In: Finance
Issuer:
Environmental Technologies Corporation
Standard and Poor
rating:
AA
Par
value:
$100,000
Coupon
rate:
7% per annum
Coupon
payment:
Paid semiannually
Maturity
date:
Ten years – December 31, 2026
A) What is the dollar amount of the coupon payment every six
months? _______________
B) Is the coupon payment a fixed or variable rate?
____________
C) Is this bond investment grade? (Yes or No)
________________
D) What amount is Environmental Technologies Corporation promising
to pay investors at maturity? ______________.
E) If you invested in this bond, are you permitted to sell it
before maturity? (Yes or No) _____________.

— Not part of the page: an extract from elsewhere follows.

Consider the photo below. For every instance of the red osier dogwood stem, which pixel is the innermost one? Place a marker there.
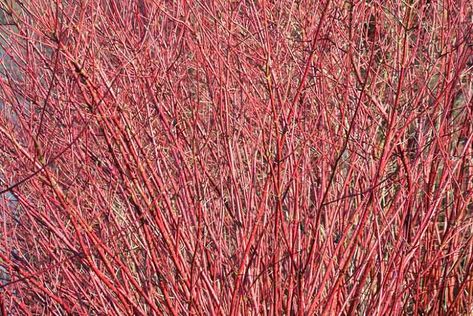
(236, 157)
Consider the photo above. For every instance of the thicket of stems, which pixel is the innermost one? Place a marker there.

F) Environmental Technologies Corporation’s bond is not callable. If Conservation Services Corporation sold a bond that was like the Environmental Technologies Corporation bond in every respect, except that the Conservation Services Corporation bond had a call provision, which bond would need to offer investors a higher yield? _____________________________________________________________
Answer:
A) Amount of Coupon = Face Value of Bond * Coupon Rate * 6/12
= 100,000 * 7% * 6/12 = $3,500 every six month
B) Coupon payment is a fixed rate i.e. 7% per annum. Moreover, bond will be retired at maturity date in lump sum payment.
C) S & P rates the long term instrument with rating ranging from ‘AAA to C’ and ‘D’.
Rating “AAA, AA, A and BBB” are considered as investment grade denoting good capacity to repay.
Rating “BB, B, CCC, CC, and C” are considered as speculative grade denoting denoting exposure to adverse conditions.
Rating “D” is in default obligation.
Yes, the bond investment with AA rating by S&P is of Investment grade.
D) At the maturity date, Environmental Technologies Corporation will repay the face value of the bond as coupon payment is made regularly during the life of bond.